Floating Worlds de Henri Haake — Memória e a perpétua terra de ninguém


 

 

“Floating Worlds” abre espaço a uma realidade fluida, à memória e ao desejo de regressar a ela, de a resgatar nas margens entre o sonho e o despertar. Passo a passo aqui, entre frames muito vívidos de um quotidiano que lhe ocupa o pensamento e o ser, viajamos no limite de qualquer coisa real que Haake grava para que não lhe escape por entre os dedos. Oferece-nos uma proximidade inesperada e uma profundidade cinematográfica a momentos fugazes, rasgos no espaço e no tempo, sob um enquadramento quase fotográfico com que revela, subtilmente, situações e passagens de vida que transcendem o óbvio — partilhando algo profundamente  intimista e que reconhecemos não pelo figurativo, mas pela captação sensorial do mundano que nos marca e, ainda assim, nos teima em fugir (como a areia que usa para texturar o que é seu). 

 

Se no ecossistema contemporâneo vivemos em zapping pela vida, ou numa qualquer imitação digital dela, o sentido de presente e de memória tornam-se difusos entre o que é, o que foi e o que poderá vir a ser; e Floating Worlds contraria precisamente isso,  a partir desta ‘lente interior’ que Haake aponta para enquadramentos improváveis, num zoom in a memórias pessoais e observações do quotidiano. Mora aqui uma exploração filosófica, uma Protopia talvez— explorando não de um futuro utópico perfeito ou de um passado distópico, mas de um presente em constante movimento que conta, e tem de contar sem anseios de mais, sem nostalgia também.

 

As telas de Haake, com as suas camadas texturizadas e tons subtis, fazem ecoar este sentido de memória e desejo tornados palpáveis em capturas quase fotográficas, onde o uso da água, do vapor e da neblina não é meramente estético, mas também conceptual. Em particular, no painel central do tríptico “The Fountain of Youth” e em obras como “Night Swim” e “Whirlpool”, a água torna-se uma metáfora recorrente para este estado fluido de ser. É, ao mesmo tempo, um conector e um separador; reflete e distorce. A água torna-se um meio que tanto revela como oculta—uma lente através da qual vemos o mundo, mas também um véu que o encobre. Esta dualidade é central para o conceito de “Floating Worlds”, onde a realidade nunca está totalmente formada — como ele, no seu ‘coming of age’.


 

Há uma qualidade onírica no figurativo que expõe. Um estado de realidade suspensa que permite um envolvimento mais profundo com o eu e o momento. Haake faz prevalecer um regresso a uma forma mais primitiva e não filtrada de ver o mundo, como aos olhos da criança que não deixam inteiramente de ser. Lembra-nos que as nossas perceções são intrinsecamente subjetivas, moldadas por jogos de luz e sombra, memória e imaginação (ou a emoção nela impressa). E se nos permitíssemos permanecer um pouco mais aqui? Ficar por um instante nessa ambiguidade, no não saber, no espaço mais intuitivo… só ficar? Esta dinâmica ganha vida no tríptico de“The Fountain of Youth”, uma meditação sobre os ciclos da existência e da perceção, onde o mundano e o mágico coexistem num delicado equilíbrio. O tríptico desenrola-se como um poema visual, onde cada painel representa uma narrativa distinta, mas interligada:

  • o esquerdo traz-nos a intimidade e o abraço, corpos que se fundem uns nos outros, um crescimento imerso em tons quentes, quase viscerais.

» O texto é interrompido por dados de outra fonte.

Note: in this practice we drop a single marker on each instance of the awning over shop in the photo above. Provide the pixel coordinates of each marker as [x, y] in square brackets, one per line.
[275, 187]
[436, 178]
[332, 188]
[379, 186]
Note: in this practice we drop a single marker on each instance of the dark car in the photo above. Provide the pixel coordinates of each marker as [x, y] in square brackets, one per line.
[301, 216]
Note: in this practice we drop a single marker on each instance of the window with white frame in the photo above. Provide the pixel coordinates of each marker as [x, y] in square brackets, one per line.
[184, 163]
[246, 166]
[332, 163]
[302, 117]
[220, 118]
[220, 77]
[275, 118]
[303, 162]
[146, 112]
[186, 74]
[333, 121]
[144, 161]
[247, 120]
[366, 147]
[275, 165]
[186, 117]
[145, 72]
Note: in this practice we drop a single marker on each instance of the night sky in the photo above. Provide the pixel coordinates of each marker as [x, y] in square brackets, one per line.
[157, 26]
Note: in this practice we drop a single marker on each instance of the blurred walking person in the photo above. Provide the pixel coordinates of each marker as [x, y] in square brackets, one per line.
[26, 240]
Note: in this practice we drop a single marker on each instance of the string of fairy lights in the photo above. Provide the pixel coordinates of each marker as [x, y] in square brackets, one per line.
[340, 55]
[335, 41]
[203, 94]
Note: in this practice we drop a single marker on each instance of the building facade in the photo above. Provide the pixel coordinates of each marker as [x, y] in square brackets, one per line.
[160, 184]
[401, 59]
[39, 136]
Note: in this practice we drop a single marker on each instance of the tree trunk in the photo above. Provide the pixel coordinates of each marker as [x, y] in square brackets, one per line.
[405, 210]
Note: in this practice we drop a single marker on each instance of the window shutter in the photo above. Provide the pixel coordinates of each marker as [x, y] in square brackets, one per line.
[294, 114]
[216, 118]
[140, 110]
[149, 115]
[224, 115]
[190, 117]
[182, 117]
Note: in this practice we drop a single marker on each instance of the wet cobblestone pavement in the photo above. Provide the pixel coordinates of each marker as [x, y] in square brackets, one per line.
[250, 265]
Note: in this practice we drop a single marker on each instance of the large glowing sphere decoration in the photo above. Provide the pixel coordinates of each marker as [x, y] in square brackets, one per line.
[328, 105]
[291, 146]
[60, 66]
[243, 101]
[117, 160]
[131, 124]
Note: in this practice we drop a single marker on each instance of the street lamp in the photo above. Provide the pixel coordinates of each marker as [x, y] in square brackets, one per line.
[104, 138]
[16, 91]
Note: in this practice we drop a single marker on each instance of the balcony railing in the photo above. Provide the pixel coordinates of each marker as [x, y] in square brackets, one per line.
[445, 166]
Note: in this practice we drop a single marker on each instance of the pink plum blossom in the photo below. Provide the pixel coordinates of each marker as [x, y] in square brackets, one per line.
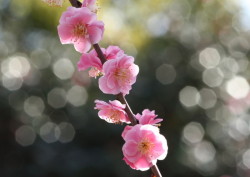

  • o central, “Fountain of Youth”, é o ponto focal do tríptico, onde Haake usa o tema da juventude eterna como metáfora para a fluidez da vida e da memória. As figuras, que emergem e submergem nas águas em cascata, ocupam um espaço liminar—entre a alegria e a sombra—refletindo sobre a natureza efémera do tempo e o nosso desejo de agarrar o inatingível, talvez sugerindo que até a alegria carrega a sombra da impermanência.

  • o direito sublinha uma atmosfera diferente, transcendente. Com referências ao “ascender das almas” de Bosch, torna-se uma meditação sobre visibilidade e invisibilidade, sobre o que é conhecido e o que está além da perceção. Este painel faz a transição do físico para o metafísico, onde a imagética se torna mais abstrata, representando uma fronteira entre mundos—entre o interior e o exterior, o corpóreo e o espiritual. O interior de um avião, nuvens e janelas jogam com as noções de confinamento ao chão e à realidade vs expansão, racionalizar vs voar. Levanta questões sobre a própria percepção de vida e pós-vida: estaremos a assistir a uma ascensão, uma partida ou um regresso?

 

A ausência de resposta reforça a liminaridade do estado de sonho—um espaço onde o consciente e o inconsciente se encontram, onde as memórias não são fixas, mas moldáveis, mudando com cada recordação. Como no exemplo de “Space Odyssey.” Aqui, Haake brinca com motivos cósmicos e da infância para refletir sobre as obsessões contemporâneas com a exploração e a fuga. A pintura não toca apenas uma referência à estética sci-fi; questiona o desejo de transcender os limites do terreno, e reconecta-nos com encantamento de pequenos. Ainda estamos a brincar, a imaginar, a inventar? Devíamos.


 

Estas pinturas não procuram documentar; procuram evocar. Ao caminhar pelo imenso chão de azulejos da Nave, cria-se aqui um diálogo entre o visível e o invisível, a recordação e o esquecimento, sugerindo que a nossa compreensão da realidade é moldada tanto pela ausência como pela presença. Nesse contínuo, a noção de um "mundo flutuante" torna-se uma metáfora pertinente. Inspirando-se no conceito japonês de Ukiyo, ou "imagens do mundo flutuante," Haake reimagina esta ideia num contexto contemporâneo, onde as memórias são tanto elusivas quanto omnipresentes, onde o que é sólido se torna efémero, e o que é esquecido ressurge com uma clareza apurada. Como em “Achilles Heel”—aquele vislumbre efémero, mas eterno, de uma sensualidade que ora passa, ora pode ressurgir nos sonhos como puro objeto de desejo. Esta fluidez, este movimento entre visibilidade e invisibilidade, é o que confere à sua obra uma qualidade quase espectral.


 

As obras de Haake tornam-se uma meditação sobre a perceção e a existência. A noção de Protopia que as sustenta sugere que não há uma verdade única a ser descoberta—nenhuma utopia ou distopia, pois—mas sim um desdobramento de verdades à vista, que não são nem totalmente realizadas nem completamente inacabadas. É neste espaço intermédio que os “Floating Worlds” de Haake se manifestam, convidando a habitar a incerteza, a encontrar beleza e significado não no que é fixo, mas no que é fluido. Um presente que persiste, uma perpétua  “terra de ninguém”, que oferece resistência suave ao ritmo urgente da vida que temos. Convida-nos, acima de tudo, a abrandar e a reconsiderar o valor do transitório, do fugaz e do inatingível. A viver o agora, sempre.